I am working with behaviours and callbacks, so I am trying to define a spec for a function that should accept an argument which is also a function, but specifically a function that accepts 1 argument. I just discovered that there is a is_function that can be used in a guard clause:

I have something like this:

@callback something(fun :: function()) :: list()

and implementations look like this:

@impl true
def something(fun) do

It is important that the provided fun has an arity of 1. I could make a guard clause:

@impl true
def something(fun) when is_function(fun, 1) do

but I am wondering if it is possible to define this in the @callback spec?

1 Like

You can try:

@callback something(fun :: (term() -> term())) :: list()

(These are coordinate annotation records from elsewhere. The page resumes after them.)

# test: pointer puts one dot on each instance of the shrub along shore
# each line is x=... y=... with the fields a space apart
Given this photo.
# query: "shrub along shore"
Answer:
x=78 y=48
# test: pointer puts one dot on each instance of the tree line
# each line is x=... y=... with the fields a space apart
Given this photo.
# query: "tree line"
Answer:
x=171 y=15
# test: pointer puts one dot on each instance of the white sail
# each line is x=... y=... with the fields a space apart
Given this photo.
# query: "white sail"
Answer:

Of course (term() -> term()), but it will not enforce it in any way.

1 Like

Yes, you can make a typespec for a function as well and then put it in the @callback definition. Or it can be put inline as @Marcus demonstrated.

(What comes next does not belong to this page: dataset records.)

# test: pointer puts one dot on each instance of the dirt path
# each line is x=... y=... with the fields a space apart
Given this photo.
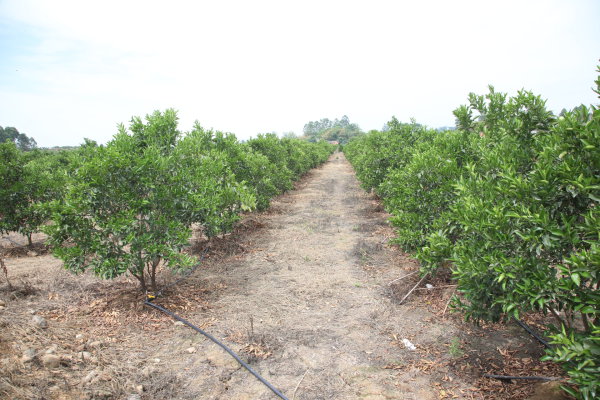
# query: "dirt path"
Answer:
x=302 y=292
x=310 y=304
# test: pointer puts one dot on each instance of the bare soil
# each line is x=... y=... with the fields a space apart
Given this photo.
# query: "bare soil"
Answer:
x=302 y=292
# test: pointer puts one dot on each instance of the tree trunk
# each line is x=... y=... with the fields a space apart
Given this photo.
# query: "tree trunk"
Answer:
x=142 y=281
x=152 y=271
x=5 y=270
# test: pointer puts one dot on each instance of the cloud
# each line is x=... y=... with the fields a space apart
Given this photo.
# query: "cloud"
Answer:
x=261 y=66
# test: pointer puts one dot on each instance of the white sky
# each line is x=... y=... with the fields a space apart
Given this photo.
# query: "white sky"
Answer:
x=74 y=69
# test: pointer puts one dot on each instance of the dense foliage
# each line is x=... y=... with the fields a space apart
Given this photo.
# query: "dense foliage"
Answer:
x=509 y=201
x=26 y=181
x=339 y=130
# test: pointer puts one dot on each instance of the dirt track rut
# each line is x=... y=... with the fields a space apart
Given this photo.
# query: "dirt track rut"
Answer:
x=309 y=303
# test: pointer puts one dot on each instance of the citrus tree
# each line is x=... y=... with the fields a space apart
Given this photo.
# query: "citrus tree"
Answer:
x=130 y=204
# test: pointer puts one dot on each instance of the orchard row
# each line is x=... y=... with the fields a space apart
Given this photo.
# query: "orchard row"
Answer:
x=510 y=202
x=129 y=205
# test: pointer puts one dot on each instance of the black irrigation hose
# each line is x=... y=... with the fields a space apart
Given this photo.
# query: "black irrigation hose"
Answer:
x=227 y=349
x=528 y=378
x=532 y=333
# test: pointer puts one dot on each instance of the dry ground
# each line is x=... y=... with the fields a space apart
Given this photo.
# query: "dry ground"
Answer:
x=302 y=292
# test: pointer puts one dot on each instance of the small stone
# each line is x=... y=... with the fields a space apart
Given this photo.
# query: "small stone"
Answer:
x=84 y=355
x=147 y=371
x=51 y=361
x=104 y=394
x=52 y=349
x=39 y=322
x=28 y=356
x=89 y=377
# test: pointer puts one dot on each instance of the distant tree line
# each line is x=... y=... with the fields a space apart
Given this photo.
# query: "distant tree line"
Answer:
x=340 y=130
x=19 y=139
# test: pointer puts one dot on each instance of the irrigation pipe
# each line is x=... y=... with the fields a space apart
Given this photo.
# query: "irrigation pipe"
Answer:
x=532 y=333
x=528 y=378
x=402 y=277
x=215 y=340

You can read the Typespecs page, specifically the tables in when in doubt.

Ah, I did not realize that this is how you can annotate anonymous or captured functions:

                               ## (Anonymous) Functions
      | (-> type)                     # 0-arity, returns type
      | (type1, type2 -> type)        # 2-arity, returns type
      | (... -> type)                 # any arity, returns type

However, why won’t this be enforced as the other types are enforced?

It will be checked in most cases, not enforced. Nothing will prevent you from doing invalid call to such function.

As of now, the only type check that happens at compile time is determined by guards and pattern matching in function definitions (if I understand correctly how these new checks happen), not based on typespecs.

1 Like

generally typespecs are not enforced in the BEAM at all. The function/arity typespecs are kind of deficient and (IMO) incorrect as implemented in dialyzer currently, I made an opinion video about here:

1 Like

Well elixir is dynamically typed so the checks aren’t done at compile time as such but the compiler adds code which do the checks in the patterns and guards. The compiler quite happily ignores all your type specs though you can use the dialyzer tool which will try to check your code and warn you if it finds errors.